Carolyn Evans (50:02):

Interesting. Okay, thank you for that. It looks like we actually don't have any other questions, Bryan. I know health checks are typically a service that's included in a premium SLA I believe, but we're offering them health checks or workshops right now. Could you explain a little bit about those two options and why a company would want to choose one or the other?

Bryan Christ (50:30):

Sure. Yeah, so the health check is primarily focused on your deployment as it is. So taking a look at perhaps your integrations, diving into some analytics and reporting around gaps of things that maybe aren't currently in scope with your existing deployment and looking at ways to close those gaps on the upgrade workshop. It's slightly different in the fact that it's looking at things that you could be doing based on new functionality. So some of the things that I went over today, for example, like that secure browser, do you have a lot of privileged accounts that are up in the cloud and you're not employing good session management with? So that's really the distinction. Again, if you are a SaaS customer, this is going to look a lot more like a strategic advisement, but in all cases I think you're going to just benefit from these complimentary sessions tremendously.
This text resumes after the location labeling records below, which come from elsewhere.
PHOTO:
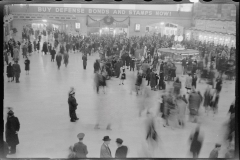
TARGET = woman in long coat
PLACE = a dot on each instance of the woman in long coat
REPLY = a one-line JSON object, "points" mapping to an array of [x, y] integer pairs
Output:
{"points": [[84, 58], [188, 83], [207, 99], [10, 72], [177, 86], [152, 80], [15, 54], [30, 48], [59, 60], [24, 50], [182, 106], [27, 65], [45, 48], [66, 57], [12, 128], [38, 46], [194, 103]]}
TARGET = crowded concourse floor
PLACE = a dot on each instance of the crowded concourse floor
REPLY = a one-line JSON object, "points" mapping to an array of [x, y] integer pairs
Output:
{"points": [[40, 103]]}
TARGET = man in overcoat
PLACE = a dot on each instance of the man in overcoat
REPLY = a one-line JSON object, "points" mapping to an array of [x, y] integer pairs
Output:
{"points": [[84, 58], [122, 150], [72, 106], [194, 104], [152, 79], [12, 129], [105, 151], [59, 60], [15, 54], [16, 71], [79, 148]]}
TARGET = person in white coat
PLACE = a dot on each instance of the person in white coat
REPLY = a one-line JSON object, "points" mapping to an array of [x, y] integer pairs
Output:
{"points": [[188, 83], [182, 106]]}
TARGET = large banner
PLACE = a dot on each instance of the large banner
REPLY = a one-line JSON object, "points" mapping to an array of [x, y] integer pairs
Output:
{"points": [[219, 26], [90, 11], [107, 21]]}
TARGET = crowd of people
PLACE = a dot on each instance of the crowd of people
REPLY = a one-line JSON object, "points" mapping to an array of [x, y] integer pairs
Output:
{"points": [[116, 55]]}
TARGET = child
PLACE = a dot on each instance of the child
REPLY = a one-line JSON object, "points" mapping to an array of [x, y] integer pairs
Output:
{"points": [[123, 76]]}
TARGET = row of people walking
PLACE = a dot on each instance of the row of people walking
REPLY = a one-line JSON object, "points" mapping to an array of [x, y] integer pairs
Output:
{"points": [[79, 149]]}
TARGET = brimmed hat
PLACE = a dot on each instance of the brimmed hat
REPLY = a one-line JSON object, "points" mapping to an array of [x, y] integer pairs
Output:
{"points": [[80, 135], [119, 140], [106, 138], [10, 113], [72, 91]]}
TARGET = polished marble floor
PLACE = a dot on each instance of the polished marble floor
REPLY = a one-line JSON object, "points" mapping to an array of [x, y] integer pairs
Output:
{"points": [[40, 103]]}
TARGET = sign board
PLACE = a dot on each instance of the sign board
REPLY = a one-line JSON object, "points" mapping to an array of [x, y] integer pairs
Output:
{"points": [[96, 11]]}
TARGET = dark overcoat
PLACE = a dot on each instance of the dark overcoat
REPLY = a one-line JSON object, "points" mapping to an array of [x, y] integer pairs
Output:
{"points": [[27, 65], [12, 126]]}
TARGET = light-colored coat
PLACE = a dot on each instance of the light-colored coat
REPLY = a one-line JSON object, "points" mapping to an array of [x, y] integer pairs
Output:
{"points": [[188, 83], [181, 109], [104, 153]]}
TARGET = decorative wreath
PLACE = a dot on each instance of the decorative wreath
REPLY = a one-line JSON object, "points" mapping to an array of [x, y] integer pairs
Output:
{"points": [[108, 20]]}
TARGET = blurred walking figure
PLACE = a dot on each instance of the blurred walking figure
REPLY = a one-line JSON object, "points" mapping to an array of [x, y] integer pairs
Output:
{"points": [[207, 99], [214, 152], [139, 82], [72, 105], [15, 53], [16, 71], [214, 103], [177, 86], [194, 104], [96, 66], [10, 73], [219, 85], [196, 141], [66, 57], [79, 148], [194, 80], [53, 53], [27, 65], [84, 58], [122, 150], [99, 80], [105, 151], [123, 75], [12, 129], [59, 59], [152, 135], [188, 83], [182, 106]]}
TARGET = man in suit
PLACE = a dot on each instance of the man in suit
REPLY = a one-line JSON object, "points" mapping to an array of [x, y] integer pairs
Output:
{"points": [[72, 105], [16, 71], [79, 148], [121, 152], [105, 151], [12, 129]]}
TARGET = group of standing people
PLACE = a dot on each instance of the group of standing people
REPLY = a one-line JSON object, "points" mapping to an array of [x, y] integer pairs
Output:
{"points": [[79, 150]]}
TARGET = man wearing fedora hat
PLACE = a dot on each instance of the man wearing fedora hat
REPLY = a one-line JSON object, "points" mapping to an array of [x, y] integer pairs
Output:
{"points": [[121, 152], [72, 105], [105, 150], [16, 71], [79, 148], [12, 129]]}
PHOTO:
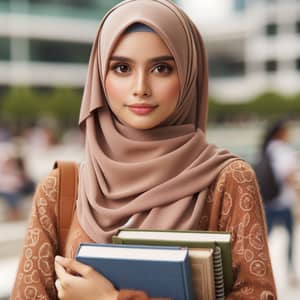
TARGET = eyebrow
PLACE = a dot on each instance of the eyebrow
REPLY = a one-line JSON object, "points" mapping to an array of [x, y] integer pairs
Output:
{"points": [[155, 59]]}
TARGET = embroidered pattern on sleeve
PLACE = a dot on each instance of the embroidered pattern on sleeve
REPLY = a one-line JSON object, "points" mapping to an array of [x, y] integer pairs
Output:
{"points": [[242, 215]]}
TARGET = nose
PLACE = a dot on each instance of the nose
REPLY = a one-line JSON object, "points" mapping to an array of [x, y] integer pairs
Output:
{"points": [[141, 86]]}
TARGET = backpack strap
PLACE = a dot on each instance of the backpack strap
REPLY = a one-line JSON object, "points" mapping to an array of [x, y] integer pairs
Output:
{"points": [[67, 194]]}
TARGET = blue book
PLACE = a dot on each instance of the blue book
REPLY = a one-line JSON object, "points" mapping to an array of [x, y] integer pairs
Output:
{"points": [[159, 271]]}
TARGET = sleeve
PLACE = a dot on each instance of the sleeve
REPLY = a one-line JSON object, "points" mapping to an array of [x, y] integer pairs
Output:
{"points": [[136, 295], [35, 276], [242, 214]]}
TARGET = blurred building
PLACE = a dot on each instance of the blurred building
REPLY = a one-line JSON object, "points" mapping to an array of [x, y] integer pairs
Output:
{"points": [[46, 43], [255, 49]]}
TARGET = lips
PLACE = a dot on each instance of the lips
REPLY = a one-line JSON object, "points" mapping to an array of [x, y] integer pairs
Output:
{"points": [[142, 109]]}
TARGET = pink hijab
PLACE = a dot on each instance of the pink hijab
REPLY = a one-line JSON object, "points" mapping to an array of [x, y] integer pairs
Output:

Again, we would encourage you to book those before, I guess tomorrow because of the lunch that we'll provide to your team and to get enrolled in that drawing for the Gartner Identity Access Management passes, which will be in December and Texas.

Carolyn Evans (52:09):

Thank you, Bryan. Okay. Thank you everyone for your time today. We appreciate it. If you have any other questions, please get them to us through any channel through your account manager responding to any of our emails or reaching out. Thank you so much for your time. We look forward to speaking with you again soon.

Bryan Christ (52:33):

Thanks everybody. Thank you everyone.